Global shares were little changed on Wednesday, pausing after a six-day slump amid a mixed inflation picture, while floundering peace talks between Russia and Ukraine kept oil hovering near recent highs.
Hawkish moves from the world’s top central banks as the Russian invasion of Ukraine pumped up inflation pressures have weighed on equity markets since the start of the year, with the MSCI World Index (.MIWD00000PUS) down around 10%.
Data on Wednesday showed no let-up for Britain after inflation hit a 30-year high of 7%, although this came a day after a lower-than-expected print in the United States which had given some traders cause to hope policy may be tightened more slowly.
At 0711 GMT, the MSCI World Index was flat at 689.80 points, weighed by falls across most leading European indexes. Britain’s FTSE 100 (.FTSE) was down 0.1%.
“The steepest rises in a generation have unsettled financial markets, as investors digest the unsavoury prospect of tougher hikes in interest rates,” said Susannah Streeter, senior investment and markets analyst, Hargreaves Lansdown.
Overnight in Asia, much weaker-than-expected import data from China weighed on the outlook, but added to views Beijing could ease policy further, helping MSCI’s broadest index of Asia-Pacific shares outside Japan (.MIAPJ0000PUS)climb 0.6%.
Japan also posted weak machinery orders data, although its stocks closed higher on the U.S. inflation data. U.S. stock index futures pointed to a 0.5% gain at the open.
Data published on Tuesday showed U.S. monthly consumer prices increased by the most in 16-1/2 years in March as war in Ukraine boosted the cost of gasoline to record highs, cementing the case for a 50 basis points interest rate hike from the Federal Reserve next month.
However, monthly underlying inflation pressures moderated as goods prices, excluding food and energy, dropped by the most in two years.
The data sent U.S. yields lower on Tuesday, snapping seven straight sessions of gains, though they regained a little ground late in the day and in Wednesday trade.
The yield on 10-year Treasury notes was at 2.7270%, compared to an over three-year peak of 2.836%, before the inflation data.
The two year yield was 2.4241%.
The moves in yields “gave a nod to the rhetoric that U.S. inflation has likely peaked or is very close to it,” said Clara Cheong, a strategist at JPMorgan Asset Management.
“While this is unlikely to change the trajectory of the Fed from hiking 50 basis points in May, if inflation continues on this path there will be less pressure on them to be overly aggressive in the second half of the year.”
In European markets, Germany’s 10-year yield recovered some of the prior day’s decline, up nearly 7 basis points.
Oil prices remained held steady around recent highs, with Brent crude futures flat at $104.59 a barrel after Russian President Vladimir Putin said that on-and-off peace negotiations with Ukraine “have again returned to a dead-end situation for us”.
Corn futures were down 0.8% but still close to last month’s 11-year high.
Gold was flat at $1,967 an ounce.
In currency markets, Putin’s remarks were a major driver with the euro up 0.1% against the dollar but just above a five-week low.

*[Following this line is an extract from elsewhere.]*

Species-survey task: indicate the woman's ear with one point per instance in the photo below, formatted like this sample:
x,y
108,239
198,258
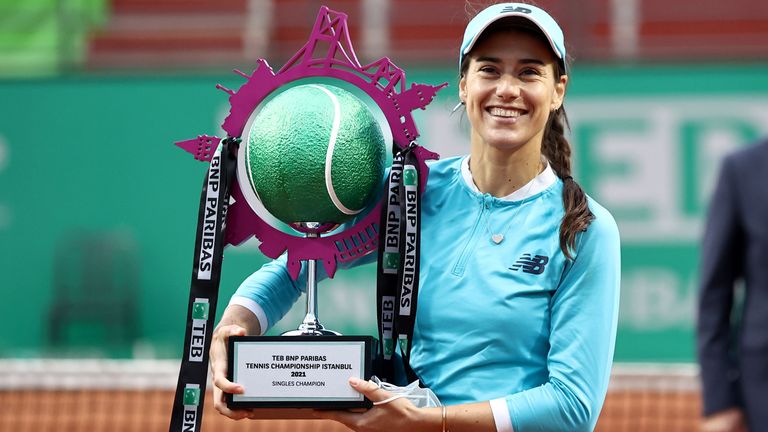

The dollar index was flat.FRX
The New Zealand dollar had a busy day, rising as high as $0.6901 and falling as low as $0.6808 after the Reserve Bank of New Zealand raised interest rates by a chunky 50 bps — its most aggressive hike in over two decades — but tempered its rate outlook. It was last down 0.8% at 0.67975.
The Bank of Canada meets later on Wednesday and is also expected to deliver a sharp hike.